Considering the events of 2018, you’d be forgiven for thinking the tech world had heard the last of cryptocurrency. From a January 2018 high of $20,000 to a stumbling low under $4,000, the world’s foremost cryptocurrency — Bitcoin — had seemingly burst its bubble.
And while the Bitcoin tumble has dragged down the entire speculative cryptocurrency market, some analysts see a resurgence in the works. Common sense economics explains why this is the case.
When cryptocurrencies like Bitcoin existed only as unregulated speculative financial assets that huge numbers of people bought and sold in hopes of turning profit, the market essentially floated on investors’ expectations. The absence of regulation and the lack of feasible real-life use cases essentially guaranteed a severe correction.
When it comes to cryptocurrency and decentralized digital financial markets, however, we’ve only seen the tip of the iceberg. Enterprising FinTech firms see the Bitcoin example as an experiment, and a successful one at that.
Cryptocurrency as a Means of Exchange
The first thing FinTech developers, product managers, and business leaders must do to understand the future of cryptocurrency in a decentralized marketplace is understand why Bitcoin crashed. When Stripe stopped supporting the cryptocurrency, it cited several reasons:
- Long transaction times
- High transaction costs
- Price volatility
- Lack of regulation
As a result, Bitcoin was a valuable financial asset, but not a good means of exchange. Future developments with new cryptocurrency technologies can address these problems and generate fast, cost-efficient solutions that are stable and regulated.
Some cryptocurrencies are already paving the way. Ethereum doesn’t suffer from many of Bitcoin’s weaknesses and adds additional features that could prove extremely attractive to FinTech business leaders. For example, the ability to program self-executing subroutines called smart contracts that fulfill themselves upon certain conditions.
But the true power of cryptocurrency is in its capability to democratize the global financial market and give FinTech innovators the ability to sidestep banking barriers when making transactions.
The ability to safely and securely transfer value between individuals without requiring a third party to oversee the transaction represents a major step forward for the FinTech world.
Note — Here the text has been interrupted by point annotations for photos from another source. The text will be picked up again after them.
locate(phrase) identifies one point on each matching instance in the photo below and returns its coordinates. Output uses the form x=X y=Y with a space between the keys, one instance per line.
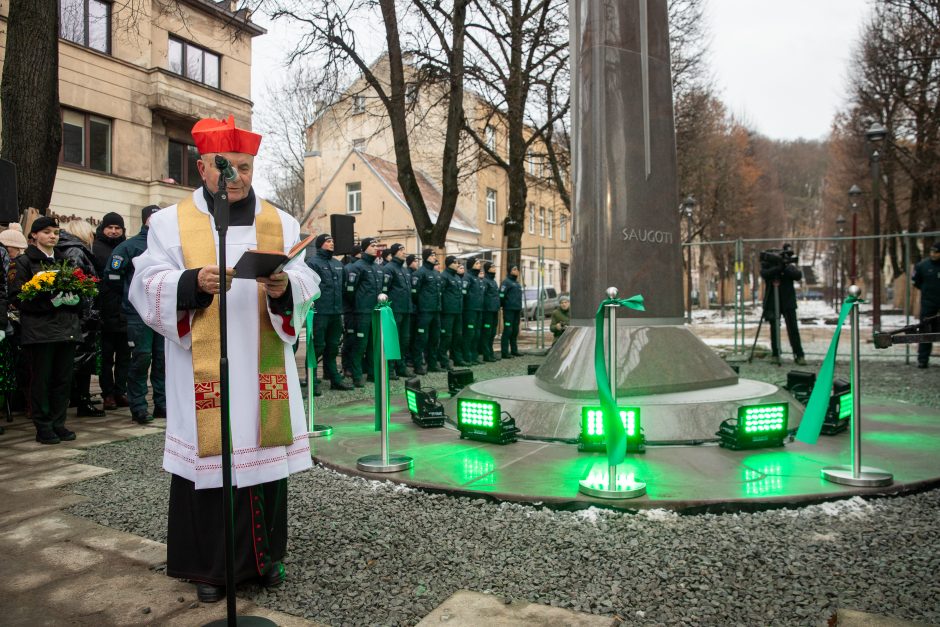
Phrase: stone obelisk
x=626 y=208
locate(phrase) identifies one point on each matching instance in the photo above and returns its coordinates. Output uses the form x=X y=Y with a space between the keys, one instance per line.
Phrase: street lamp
x=876 y=134
x=721 y=268
x=840 y=269
x=854 y=192
x=688 y=205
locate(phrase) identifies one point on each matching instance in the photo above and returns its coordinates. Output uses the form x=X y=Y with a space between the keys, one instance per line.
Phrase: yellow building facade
x=349 y=168
x=132 y=82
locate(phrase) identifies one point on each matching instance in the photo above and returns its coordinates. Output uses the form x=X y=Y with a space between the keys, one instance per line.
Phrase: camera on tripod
x=778 y=258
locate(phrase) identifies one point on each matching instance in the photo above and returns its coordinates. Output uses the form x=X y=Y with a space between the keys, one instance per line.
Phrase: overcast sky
x=780 y=65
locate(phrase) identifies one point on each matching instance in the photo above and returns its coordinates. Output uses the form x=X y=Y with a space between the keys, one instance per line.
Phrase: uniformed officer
x=146 y=345
x=474 y=289
x=398 y=287
x=451 y=314
x=426 y=285
x=490 y=311
x=328 y=316
x=364 y=282
x=510 y=296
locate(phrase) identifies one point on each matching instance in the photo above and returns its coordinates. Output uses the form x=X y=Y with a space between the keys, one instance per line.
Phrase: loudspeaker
x=341 y=228
x=9 y=207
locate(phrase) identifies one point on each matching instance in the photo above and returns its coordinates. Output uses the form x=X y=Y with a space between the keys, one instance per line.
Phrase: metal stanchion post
x=313 y=430
x=383 y=462
x=856 y=474
x=629 y=488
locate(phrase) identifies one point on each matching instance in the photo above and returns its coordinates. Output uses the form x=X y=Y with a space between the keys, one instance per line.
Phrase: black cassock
x=196 y=532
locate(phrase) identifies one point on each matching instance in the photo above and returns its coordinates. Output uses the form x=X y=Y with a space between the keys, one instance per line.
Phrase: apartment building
x=133 y=79
x=349 y=168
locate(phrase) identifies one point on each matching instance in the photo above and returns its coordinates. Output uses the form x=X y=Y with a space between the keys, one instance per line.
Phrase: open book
x=255 y=263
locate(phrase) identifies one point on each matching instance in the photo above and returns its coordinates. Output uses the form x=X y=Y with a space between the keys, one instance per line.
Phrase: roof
x=433 y=199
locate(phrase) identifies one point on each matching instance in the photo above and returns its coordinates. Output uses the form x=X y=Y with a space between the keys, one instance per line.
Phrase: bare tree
x=29 y=92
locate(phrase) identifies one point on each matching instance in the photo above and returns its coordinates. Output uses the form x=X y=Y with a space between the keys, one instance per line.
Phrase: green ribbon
x=383 y=321
x=613 y=427
x=818 y=405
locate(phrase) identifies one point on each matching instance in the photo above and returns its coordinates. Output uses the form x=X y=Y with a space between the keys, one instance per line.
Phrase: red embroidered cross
x=208 y=395
x=273 y=387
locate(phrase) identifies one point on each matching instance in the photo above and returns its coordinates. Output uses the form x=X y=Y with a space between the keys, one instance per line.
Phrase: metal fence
x=726 y=281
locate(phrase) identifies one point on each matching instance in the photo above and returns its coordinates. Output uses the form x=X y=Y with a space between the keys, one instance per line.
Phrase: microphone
x=225 y=168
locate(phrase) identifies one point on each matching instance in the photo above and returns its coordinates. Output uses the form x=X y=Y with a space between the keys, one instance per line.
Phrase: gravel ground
x=372 y=553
For example, FinTech developers may decide to implement a cryptocurrency-based payment processing solution that does not rely on the slow legacy systems of banks. Developers could establish a system that ensures instant, safe, and secure payments across entire continents.
Where Centralization Fails, Cryptocurrency Succeeds
As of yet, there are no mainstream, globally-accepted cryptocurrency standards or frameworks in existence. Developers around the world are rushing to be the first to implement a new FinTech standard that uses the lessons learned from Bitcoin to address the many problems centralized banking systems have:
- Unequal Access to Financial Instruments. It should come as no surprise that the traditional financial system is designed to serve the needs of the wealthy. This does not need to happen at the expense of the poor, but nonetheless it often does. Decentralized financial instruments can drop barriers to entry for financial literacy and service.
- Arbitrary Censorship. Centralized payment providers may seize assets, block payments, and assess liens with zero transparency, and often without any notifications. Decentralized assets are far more difficult to manipulate arbitrarily.
- Counterparty Risks. You need to look no further than the 2008 Financial Crisis for the perfect example of centralized counterparty risk. For-profit financial institutions are not supposed to make promises they cannot keep — but profit is a powerful incentive to do so, and if enough institutions fail to cover their debt obligations, the entire economy can collapse.
- Lack of Transparency. Until very recently, the public’s visibility into the inner workings of the finance industry was effectively zero. However, the industry has not yet undergone the radical change towards public, open-source transparency that blockchain-based solutions promise.
Different cryptocurrencies address these issues in different ways. Each one puts its own emphasis on certain failings of the traditional financial system, and each one offers a unique outlook towards a decentralized future economy.
This outlook is where FinTech leaders can align their own goals and ambitions with a vision of a faster, more efficient, more secure financial future for people around the world. The promise of cryptocurrency and decentralized finance is in transactions being made between trusting partners without the traditionally slow and laborious process.